The Shelton decision was actually on a delivery of cocaine charge. But technically, the decision declared Florida Statute section 893.13 unconstitutional. The trafficking laws are found in a different section, 893.135. One major difference between 893.13 and 893.135 is that 893.13 does not contain the mens rea or “knowing” element–that element was intentionally left out by the legislature (thus–oversimplifying things a bit–it was found unconstitutional).
But oddly enough, the legislature left in the trafficking statute found in 893.135 the “knowing” element. So, could the state argue that the ‘knowing’ element is still in the trafficking statute, and thus it can stand? Not really.
The problem here is that, even though Shelton (& one judge in Dade County) have found 893.13 unconstitutional, it’s really 893.101(2) that’s the big problem. 893.101 states that for all offenses in the 893 chapter, ‘knowledge of the illicit nature of the substance is not an element of any offense under chapter 893’. So, it can then be assumed that, even though the trafficking statute is the only drug chapter to include “knowing”, the rules of statutory construction would dictate that 893.101 controls.

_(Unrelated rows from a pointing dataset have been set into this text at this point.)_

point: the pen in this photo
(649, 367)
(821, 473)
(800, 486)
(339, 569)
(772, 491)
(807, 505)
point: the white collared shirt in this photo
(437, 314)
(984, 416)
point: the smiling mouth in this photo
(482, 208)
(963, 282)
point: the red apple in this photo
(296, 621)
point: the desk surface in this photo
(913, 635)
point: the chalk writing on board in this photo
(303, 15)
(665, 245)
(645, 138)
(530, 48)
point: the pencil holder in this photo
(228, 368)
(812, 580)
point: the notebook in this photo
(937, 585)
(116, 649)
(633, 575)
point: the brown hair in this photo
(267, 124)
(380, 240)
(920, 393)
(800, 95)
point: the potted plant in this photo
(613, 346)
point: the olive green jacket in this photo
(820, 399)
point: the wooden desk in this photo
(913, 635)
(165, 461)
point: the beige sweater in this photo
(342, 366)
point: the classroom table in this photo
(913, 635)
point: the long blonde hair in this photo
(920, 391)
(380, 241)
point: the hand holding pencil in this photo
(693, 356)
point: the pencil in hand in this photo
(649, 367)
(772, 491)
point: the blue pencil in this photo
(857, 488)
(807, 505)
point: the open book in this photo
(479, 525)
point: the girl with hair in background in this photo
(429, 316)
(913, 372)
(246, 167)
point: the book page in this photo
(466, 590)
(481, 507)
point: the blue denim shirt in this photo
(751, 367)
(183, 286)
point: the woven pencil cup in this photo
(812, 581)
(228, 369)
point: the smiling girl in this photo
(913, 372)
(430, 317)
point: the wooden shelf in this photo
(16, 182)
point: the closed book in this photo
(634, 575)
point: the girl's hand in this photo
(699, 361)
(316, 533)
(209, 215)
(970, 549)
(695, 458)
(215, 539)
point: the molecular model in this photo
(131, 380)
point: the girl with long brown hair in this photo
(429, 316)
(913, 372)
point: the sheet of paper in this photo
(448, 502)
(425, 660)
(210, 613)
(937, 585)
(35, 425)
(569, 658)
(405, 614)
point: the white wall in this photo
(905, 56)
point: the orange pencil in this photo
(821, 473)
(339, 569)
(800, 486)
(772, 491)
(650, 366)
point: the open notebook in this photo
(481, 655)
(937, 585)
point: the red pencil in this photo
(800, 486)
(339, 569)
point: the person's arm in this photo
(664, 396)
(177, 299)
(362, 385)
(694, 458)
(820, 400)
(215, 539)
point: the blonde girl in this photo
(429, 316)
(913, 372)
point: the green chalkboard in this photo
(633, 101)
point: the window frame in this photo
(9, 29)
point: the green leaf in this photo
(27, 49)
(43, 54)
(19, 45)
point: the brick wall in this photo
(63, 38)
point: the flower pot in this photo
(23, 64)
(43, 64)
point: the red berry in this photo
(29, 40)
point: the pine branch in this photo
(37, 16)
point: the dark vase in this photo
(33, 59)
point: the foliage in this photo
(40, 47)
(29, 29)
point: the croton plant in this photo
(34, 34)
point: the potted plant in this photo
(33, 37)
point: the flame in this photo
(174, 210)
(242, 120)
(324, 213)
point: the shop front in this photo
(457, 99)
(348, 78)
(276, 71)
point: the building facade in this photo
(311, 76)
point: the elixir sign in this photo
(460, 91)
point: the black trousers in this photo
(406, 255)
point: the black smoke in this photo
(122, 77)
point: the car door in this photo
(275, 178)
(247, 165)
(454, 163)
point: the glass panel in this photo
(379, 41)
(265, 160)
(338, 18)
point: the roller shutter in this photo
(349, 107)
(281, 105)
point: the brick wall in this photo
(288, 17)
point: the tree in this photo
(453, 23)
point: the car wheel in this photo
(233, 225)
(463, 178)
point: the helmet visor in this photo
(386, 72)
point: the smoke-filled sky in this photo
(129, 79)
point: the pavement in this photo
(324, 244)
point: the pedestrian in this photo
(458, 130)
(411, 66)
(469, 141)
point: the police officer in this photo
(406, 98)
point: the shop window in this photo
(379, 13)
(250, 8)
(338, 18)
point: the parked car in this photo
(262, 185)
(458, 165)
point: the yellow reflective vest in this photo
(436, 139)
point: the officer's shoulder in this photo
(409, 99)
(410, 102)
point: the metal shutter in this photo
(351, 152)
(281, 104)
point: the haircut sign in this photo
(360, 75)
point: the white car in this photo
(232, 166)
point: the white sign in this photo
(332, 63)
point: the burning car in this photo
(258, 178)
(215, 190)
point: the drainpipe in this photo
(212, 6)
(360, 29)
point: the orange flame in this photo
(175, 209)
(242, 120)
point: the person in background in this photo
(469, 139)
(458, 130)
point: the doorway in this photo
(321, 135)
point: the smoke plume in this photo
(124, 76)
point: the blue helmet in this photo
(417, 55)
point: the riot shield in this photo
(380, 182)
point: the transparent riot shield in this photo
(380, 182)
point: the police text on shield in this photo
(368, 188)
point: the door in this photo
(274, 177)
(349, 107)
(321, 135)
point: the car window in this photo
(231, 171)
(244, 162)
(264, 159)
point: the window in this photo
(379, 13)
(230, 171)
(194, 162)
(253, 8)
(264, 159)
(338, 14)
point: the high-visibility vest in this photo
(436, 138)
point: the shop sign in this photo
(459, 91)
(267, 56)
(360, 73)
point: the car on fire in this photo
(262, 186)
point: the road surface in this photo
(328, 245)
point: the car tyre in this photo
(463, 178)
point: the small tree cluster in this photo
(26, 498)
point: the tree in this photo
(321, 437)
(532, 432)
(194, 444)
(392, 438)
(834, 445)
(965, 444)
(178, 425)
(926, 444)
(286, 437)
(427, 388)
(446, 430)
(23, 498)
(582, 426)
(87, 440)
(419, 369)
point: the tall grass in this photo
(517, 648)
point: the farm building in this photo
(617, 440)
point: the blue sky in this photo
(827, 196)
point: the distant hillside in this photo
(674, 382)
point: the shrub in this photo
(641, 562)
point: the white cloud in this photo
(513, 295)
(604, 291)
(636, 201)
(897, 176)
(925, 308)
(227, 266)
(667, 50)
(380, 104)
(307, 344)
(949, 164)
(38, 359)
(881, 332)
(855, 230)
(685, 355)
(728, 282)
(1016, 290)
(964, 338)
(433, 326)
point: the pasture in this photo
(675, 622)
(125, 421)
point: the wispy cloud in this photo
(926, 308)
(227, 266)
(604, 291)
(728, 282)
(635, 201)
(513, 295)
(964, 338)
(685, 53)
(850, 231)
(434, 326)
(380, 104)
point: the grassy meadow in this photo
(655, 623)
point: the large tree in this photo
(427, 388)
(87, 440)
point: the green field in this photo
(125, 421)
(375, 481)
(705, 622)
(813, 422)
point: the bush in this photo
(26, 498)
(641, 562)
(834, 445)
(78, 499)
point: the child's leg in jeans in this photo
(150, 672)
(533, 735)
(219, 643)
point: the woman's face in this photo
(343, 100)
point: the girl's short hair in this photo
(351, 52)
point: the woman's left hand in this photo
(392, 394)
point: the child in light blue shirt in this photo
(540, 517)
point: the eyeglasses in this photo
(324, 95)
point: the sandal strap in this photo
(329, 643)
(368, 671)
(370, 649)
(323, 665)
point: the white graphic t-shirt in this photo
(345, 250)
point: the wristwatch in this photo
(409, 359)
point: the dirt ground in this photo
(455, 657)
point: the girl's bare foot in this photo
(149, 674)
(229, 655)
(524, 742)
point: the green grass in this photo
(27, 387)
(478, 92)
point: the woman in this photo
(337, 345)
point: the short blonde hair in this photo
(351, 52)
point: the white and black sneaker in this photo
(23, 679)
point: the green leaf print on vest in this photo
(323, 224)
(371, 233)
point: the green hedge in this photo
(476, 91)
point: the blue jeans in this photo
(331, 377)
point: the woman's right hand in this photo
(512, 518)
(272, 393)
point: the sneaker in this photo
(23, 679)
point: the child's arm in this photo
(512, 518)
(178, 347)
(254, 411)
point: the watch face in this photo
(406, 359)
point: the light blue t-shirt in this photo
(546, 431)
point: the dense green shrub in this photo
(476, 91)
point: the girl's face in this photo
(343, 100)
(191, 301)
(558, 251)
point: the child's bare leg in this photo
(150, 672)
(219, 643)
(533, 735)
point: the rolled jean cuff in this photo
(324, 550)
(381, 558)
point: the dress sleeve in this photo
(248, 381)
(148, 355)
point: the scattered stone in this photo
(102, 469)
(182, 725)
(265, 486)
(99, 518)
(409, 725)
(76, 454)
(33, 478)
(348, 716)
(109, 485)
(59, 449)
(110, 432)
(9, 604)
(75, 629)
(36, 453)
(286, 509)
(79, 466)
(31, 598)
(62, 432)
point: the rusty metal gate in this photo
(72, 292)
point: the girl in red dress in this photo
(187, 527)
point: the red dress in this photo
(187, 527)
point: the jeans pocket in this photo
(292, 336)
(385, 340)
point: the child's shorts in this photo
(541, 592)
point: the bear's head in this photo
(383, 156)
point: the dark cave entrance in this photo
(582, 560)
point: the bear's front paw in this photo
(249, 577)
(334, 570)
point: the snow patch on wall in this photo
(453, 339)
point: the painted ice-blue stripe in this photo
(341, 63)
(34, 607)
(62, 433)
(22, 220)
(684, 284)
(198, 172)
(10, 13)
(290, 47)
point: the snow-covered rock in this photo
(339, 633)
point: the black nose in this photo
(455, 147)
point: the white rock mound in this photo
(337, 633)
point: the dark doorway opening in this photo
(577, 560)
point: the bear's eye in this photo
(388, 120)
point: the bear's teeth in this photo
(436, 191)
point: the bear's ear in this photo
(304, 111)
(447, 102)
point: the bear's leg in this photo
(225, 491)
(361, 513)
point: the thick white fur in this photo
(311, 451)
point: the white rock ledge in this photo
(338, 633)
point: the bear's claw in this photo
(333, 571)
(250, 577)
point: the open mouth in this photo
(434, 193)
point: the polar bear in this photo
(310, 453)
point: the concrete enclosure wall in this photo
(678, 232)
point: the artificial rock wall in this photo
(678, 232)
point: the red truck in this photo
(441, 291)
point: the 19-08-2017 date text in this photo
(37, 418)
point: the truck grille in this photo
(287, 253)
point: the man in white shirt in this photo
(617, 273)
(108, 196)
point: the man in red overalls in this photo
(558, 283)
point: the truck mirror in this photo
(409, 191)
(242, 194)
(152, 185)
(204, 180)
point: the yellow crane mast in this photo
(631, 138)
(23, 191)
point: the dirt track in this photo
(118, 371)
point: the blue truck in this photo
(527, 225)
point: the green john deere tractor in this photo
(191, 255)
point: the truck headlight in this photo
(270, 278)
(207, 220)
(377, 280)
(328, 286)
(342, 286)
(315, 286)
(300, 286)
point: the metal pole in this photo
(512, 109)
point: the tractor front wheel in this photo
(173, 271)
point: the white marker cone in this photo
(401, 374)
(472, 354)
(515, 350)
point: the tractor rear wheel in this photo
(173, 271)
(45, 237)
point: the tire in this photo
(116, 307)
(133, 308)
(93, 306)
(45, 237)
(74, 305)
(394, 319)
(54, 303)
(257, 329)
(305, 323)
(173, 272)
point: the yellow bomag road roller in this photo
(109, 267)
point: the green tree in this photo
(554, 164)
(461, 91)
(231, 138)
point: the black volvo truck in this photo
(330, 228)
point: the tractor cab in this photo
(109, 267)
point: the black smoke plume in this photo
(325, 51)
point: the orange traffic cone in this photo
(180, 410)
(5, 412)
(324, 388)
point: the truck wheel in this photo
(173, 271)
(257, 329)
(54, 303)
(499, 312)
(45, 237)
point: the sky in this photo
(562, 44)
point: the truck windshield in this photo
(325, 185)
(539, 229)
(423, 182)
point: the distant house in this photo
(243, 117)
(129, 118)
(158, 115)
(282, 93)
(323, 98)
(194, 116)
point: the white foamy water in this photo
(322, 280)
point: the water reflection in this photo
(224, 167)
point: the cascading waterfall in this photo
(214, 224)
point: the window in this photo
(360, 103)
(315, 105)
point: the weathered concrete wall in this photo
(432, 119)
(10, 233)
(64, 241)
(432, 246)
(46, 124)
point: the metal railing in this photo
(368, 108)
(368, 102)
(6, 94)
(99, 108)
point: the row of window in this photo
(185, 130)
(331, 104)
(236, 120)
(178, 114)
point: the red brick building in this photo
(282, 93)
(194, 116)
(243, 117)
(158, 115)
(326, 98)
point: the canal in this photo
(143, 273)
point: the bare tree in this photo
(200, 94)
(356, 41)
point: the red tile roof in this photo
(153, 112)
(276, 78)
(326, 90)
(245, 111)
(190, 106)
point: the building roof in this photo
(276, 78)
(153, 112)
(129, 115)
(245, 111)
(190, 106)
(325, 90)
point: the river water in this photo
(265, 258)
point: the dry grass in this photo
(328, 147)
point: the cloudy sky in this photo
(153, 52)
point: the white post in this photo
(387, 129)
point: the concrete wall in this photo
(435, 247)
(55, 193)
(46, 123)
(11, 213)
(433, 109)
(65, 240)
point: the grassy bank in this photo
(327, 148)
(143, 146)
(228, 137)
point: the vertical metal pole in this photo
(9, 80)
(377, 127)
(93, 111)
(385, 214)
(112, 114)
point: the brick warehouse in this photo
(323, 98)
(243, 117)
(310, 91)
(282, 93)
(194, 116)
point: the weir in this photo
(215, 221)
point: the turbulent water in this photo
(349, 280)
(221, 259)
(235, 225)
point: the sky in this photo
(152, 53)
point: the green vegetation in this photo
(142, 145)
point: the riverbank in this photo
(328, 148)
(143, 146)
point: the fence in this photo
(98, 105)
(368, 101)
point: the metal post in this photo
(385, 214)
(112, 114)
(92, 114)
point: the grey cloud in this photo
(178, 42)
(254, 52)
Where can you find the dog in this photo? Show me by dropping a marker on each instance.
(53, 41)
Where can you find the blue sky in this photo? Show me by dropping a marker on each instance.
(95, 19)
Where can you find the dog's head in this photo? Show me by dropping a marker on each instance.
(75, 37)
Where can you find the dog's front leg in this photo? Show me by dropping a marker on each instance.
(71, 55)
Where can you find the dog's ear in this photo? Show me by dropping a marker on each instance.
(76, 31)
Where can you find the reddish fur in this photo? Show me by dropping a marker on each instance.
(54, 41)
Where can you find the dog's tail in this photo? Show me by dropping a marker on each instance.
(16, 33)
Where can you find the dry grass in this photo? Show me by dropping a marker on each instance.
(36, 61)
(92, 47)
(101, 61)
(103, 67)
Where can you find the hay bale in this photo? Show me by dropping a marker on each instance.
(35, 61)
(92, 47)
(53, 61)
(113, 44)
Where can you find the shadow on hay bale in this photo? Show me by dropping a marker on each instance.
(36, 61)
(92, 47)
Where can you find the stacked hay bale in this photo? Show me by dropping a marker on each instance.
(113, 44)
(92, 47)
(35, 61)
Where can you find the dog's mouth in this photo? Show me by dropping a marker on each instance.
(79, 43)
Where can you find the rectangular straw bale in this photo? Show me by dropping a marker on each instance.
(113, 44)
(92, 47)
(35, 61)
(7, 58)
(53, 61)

Another odd thing about Florida’s possession of a controlled substance law NOT containing the “knowingly” element–yet trafficking DOES contain the “knowingly” element–is, just what “knowing” is the legislature referring to? It’s possible that the “knowingly” trafficking statute does not apply to “knowing” the illicit nature of the substance. So, who knows? We’ll see soon, I’m sure.